We will be reunited with Sid this week (April 2006) when he arrives
in the UK to start his quarantine. It will be a truly emotional
moment and one that makes all our hard work and financial sacrifice
Morag and I have to work full time to help fund our animal welfare
work, therefore we have to juggle our busy lives and do our animal
rescue work abroad during our holidays. Returning back to work in
a busy Social Services department after working relentlessly in
Sri Lanka during my holiday is draining, but without funding for
our animal welfare work we have no choice but to continue doing
what we can. Our plight is typical of those doing the hands on work
in countries where animal welfare is abysmal. The renowned international
charities get all the funding. Few people know about the selfless
efforts made by individuals who make the greatest sacrifices and
the greatest difference to animal welfare in this cruel world.
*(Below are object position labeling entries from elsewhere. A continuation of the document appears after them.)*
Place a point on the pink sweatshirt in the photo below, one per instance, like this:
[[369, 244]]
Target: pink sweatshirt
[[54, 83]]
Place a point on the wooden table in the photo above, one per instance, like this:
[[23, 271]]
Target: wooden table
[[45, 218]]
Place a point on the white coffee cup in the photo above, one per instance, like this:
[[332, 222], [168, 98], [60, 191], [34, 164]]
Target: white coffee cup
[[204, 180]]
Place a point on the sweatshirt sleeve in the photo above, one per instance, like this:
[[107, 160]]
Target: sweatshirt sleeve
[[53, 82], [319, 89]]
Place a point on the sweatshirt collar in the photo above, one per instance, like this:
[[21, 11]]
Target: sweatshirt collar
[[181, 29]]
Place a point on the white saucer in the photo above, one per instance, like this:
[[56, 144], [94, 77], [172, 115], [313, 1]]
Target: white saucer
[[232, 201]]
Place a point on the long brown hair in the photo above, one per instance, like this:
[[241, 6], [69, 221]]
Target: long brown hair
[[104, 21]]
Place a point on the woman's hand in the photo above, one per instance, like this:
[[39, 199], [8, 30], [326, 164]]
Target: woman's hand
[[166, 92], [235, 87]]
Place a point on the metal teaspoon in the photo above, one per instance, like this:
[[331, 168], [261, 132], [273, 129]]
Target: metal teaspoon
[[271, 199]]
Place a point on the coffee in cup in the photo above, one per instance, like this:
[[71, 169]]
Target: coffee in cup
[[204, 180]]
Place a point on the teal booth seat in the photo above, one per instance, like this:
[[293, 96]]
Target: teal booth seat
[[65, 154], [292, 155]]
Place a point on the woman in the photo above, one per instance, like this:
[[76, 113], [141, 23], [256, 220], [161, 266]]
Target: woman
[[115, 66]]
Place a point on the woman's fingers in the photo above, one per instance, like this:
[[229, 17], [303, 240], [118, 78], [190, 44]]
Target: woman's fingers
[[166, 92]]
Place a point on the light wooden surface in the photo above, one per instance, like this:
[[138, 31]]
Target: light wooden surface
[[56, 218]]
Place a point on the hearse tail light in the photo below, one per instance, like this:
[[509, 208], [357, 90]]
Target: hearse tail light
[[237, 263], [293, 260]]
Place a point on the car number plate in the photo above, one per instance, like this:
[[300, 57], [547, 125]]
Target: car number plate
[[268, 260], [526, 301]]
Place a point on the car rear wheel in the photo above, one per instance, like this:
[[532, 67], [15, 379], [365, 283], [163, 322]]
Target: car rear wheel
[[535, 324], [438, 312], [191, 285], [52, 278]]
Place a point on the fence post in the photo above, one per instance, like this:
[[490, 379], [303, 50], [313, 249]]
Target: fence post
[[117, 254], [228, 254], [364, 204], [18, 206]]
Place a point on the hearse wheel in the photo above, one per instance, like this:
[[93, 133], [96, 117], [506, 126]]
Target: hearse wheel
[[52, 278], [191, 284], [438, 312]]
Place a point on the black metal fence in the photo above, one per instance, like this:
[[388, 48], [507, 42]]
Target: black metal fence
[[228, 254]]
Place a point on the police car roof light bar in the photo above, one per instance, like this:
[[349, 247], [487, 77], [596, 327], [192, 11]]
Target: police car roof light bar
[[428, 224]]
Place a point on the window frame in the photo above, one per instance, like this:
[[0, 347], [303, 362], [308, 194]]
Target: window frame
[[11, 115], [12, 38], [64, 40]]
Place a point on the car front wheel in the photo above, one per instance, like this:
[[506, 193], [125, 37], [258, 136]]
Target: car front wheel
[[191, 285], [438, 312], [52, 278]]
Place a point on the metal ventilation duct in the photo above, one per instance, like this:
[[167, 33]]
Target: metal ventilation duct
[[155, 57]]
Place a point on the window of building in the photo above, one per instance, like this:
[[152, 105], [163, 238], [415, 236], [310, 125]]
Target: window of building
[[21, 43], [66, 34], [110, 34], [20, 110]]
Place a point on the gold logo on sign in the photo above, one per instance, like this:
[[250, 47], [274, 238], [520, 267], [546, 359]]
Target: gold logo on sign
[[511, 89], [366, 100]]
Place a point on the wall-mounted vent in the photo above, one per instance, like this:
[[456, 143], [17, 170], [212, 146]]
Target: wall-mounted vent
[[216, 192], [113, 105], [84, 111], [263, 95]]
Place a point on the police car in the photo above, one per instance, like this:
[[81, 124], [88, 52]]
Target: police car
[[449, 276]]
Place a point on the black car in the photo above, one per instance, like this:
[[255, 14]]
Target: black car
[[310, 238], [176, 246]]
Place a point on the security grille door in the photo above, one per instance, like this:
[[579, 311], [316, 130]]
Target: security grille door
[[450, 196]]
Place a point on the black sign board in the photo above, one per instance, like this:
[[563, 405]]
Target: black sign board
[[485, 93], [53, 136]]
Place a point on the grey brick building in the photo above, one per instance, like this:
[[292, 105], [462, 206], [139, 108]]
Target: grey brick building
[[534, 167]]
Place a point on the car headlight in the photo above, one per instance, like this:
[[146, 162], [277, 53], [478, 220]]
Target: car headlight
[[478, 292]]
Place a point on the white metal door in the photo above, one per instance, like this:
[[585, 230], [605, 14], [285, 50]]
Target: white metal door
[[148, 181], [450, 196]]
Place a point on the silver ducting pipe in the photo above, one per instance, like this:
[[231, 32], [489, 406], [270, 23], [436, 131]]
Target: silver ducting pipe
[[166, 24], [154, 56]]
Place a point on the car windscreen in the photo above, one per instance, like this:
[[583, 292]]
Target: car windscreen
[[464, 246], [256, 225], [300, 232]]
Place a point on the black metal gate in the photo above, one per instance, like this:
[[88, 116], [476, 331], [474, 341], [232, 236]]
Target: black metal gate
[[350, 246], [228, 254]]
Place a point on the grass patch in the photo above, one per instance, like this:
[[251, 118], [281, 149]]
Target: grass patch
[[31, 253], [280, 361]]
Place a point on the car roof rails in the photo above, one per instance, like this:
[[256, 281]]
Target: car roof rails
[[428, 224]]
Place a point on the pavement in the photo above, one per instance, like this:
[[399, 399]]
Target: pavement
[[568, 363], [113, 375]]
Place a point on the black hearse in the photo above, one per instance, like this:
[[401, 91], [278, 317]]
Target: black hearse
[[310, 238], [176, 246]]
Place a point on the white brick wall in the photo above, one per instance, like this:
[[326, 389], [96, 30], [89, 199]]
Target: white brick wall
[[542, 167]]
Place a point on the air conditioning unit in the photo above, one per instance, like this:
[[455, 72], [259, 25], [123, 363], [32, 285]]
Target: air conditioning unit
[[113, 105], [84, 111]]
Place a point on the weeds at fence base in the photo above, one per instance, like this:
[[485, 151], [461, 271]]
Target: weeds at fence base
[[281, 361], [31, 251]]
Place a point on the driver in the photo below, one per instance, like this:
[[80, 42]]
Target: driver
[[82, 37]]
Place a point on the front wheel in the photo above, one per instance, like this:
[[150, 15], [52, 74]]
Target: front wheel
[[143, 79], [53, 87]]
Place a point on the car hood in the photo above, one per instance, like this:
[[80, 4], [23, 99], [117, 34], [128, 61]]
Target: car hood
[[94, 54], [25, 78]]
Due to my experiences in Thailand
and Sri Lanka, I became aware that dogs with tropical diseases are
entering this country without any screening whatsoever. Quarantine
is strictly around rabies control, not tropical diseases. With the
Pet Passport Scheme, many more dogs are entering this country without
blood parasite screening. I became concerned about this subject
when Rama was in quarantine in 1998. She had heartworm, which fortunately
for her was diagnosed by a vigilant vet in Bangkok. We purchased
the treatment for this in Thailand because the drugs are not licensed
in the UK. We were informed by kennel staff that some dogs had died
in quarantine of heartworm because the vet failed to diagnose the
symptoms and was previously treating the dogs for pneumonia. Coughing
and heavy breathing are classic signs of heartworm infection in
dogs. The dogs were only diagnosed when an exploratory operation
took place. A simple blood test should have been conducted. It is
hard to believe that any animal in quarantine or indeed any animal
imported into the country from a place where these diseases are
rife, are not routinely tested for blood parasites if they display
symptoms of infection. It is evidence that tropical diseases are
not fully understood here in the UK, simply because animals are
not exposed to them here. However, with the Pet Passport Scheme
and the quarantine system purely focusing on rabies, animals are
entering the UK on a regular basis without adequate screening, and
with no easy access to drugs if they become ill, because the drugs
are not licensed in this country. After hearing about more pets
dying needlessly after entering the UK with these treatable diseases,
I felt compelled to write to the Veterinary Times and they published
an article based on my concerns on 27/6/05. DEFRA are burying their
heads in the sand about this issue and are placing the emphasis
on the owners having a knowledge about these diseases prior to travel.
Sadly many people are not knowledgeable about these diseases including
the quarantine vet who was caring for Rama. Sadly, pets are paying
the ultimate price. I would like to alert anyone who is considering
taking their pets abroad to speak to their vets about the risks
they may be exposing their pets to. Leishmaniasis, Ehrlichiosis,
Babesiosis, Dirofilariasis (heartworm)-parasitic diseases caused
by tick, mosquito and sandfly bites are now prevalent in the Mediterranean
and other countries world-wide. The majority of the dogs I have
rescued have tested positive for one or other of these diseases.
A cheap blood test prior to importing pets to the UK could save
their lives because these diseases will ultimately kill the animal
if they are infected and left untreated. I have witnessed many animals
dying of these diseases in Sri Lanka and it is a terrible and needless
death especially when the animals have owners and the blood test
is so cheap and quick. My sister recently saved a dog from Italy-this
dog has Leishmaniasis, which is rife in Mediterranean countries.
It is a common dilemma but not commonly acknowledged as one by DEFRA.
Without a greater knowledge about these parasitic diseases on all
levels, pets will continue to die needlessly.